The need for organizations to harness the collective abilities of their people for the sake of effective strategy implementation is getting stronger. This came up again and again at a round table discussion on ‘Improving Business Results Through People’ at the EACD Conference in Berlin last week.
To be clear – this is not about how leaders can ‘get people to better implement the strategy’, but ‘how people can better implement the strategy together’. What’s the difference? You can’t ‘get’ people to do something, they have to do it themselves:
- because commitment and dedication come from a spirit of shared ownership, not from individual ownership.
- because effective actions come from a people having a good shared understanding, not from having a good individual understanding.
- because innovation comes from bridging ideas between people, not from individuals alone.
- and because, therefore, success comes from teams, not from individuals.
Yet there’s a fundamental premise that people operate under at work that fundamentally undermines the spirit of ‘collective ability’, which is the belief that: “Being professional means hiding my emotions.”
To a certain extent of course that’s true. People throwing temper tantrums or mimicking the boss is not exactly conducive to building ‘collective ability’. But it’s not so black and white.
“Being professional means hiding my emotions.”
Let’s think this through. We know from the Social Sciences literature that we all have our own interpretations, biases, and unique perspectives on what is happening around us. And we also like to feel that we belong, that we are heard, understood, and valued.
In terms of building shared understanding and ownership at work and creating that ‘collective ability’ to implement the strategy, here at Mirror Mirror, we have found three key behaviours to be key.
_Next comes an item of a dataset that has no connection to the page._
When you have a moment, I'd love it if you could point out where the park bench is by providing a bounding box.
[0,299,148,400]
The first is openness. When people are being open, they are being honest and vulnerable: laying open their values, opinions, and ideas for all to criticise.
The second is respect. When people realise that what other people think and feel is true for them at that time, and when they can let go of the idea that the objective is to agree, they can hear others and appreciate their viewpoints without judgement.
And the third is inclusion. Seeing everyone as equal and necessary in a whole system of delivery leaves no room for the dismissiveness of others. Taking the views of others and exploring the assumptions and reasons behind those views always adds value.
When these behaviours openness, respect, and inclusion – are practiced it’s almost impossible for people to hide their emotions.
In my experience, when you bring your whole self to work, business is personal. And if you can express your emotions with others constructively, being personal in business is more useful and therefore also more professional.
Where to start
Getting to the level of psychological safety needed for those behaviours to take hold can only be led by example from above. Illustrating that, and to close, here’s a quote from an article in the Harvard Business Review from October 2017 about managing change:
Executives say that “… having an open dialogue around important strategic issues simply feels too risky…. that they will lose control…. In fact, psychology and experience tells us, the reverse is true: a lack of genuine, reciprocal interaction and the feeling of imposed change increases employees’ anxiety and resistance.”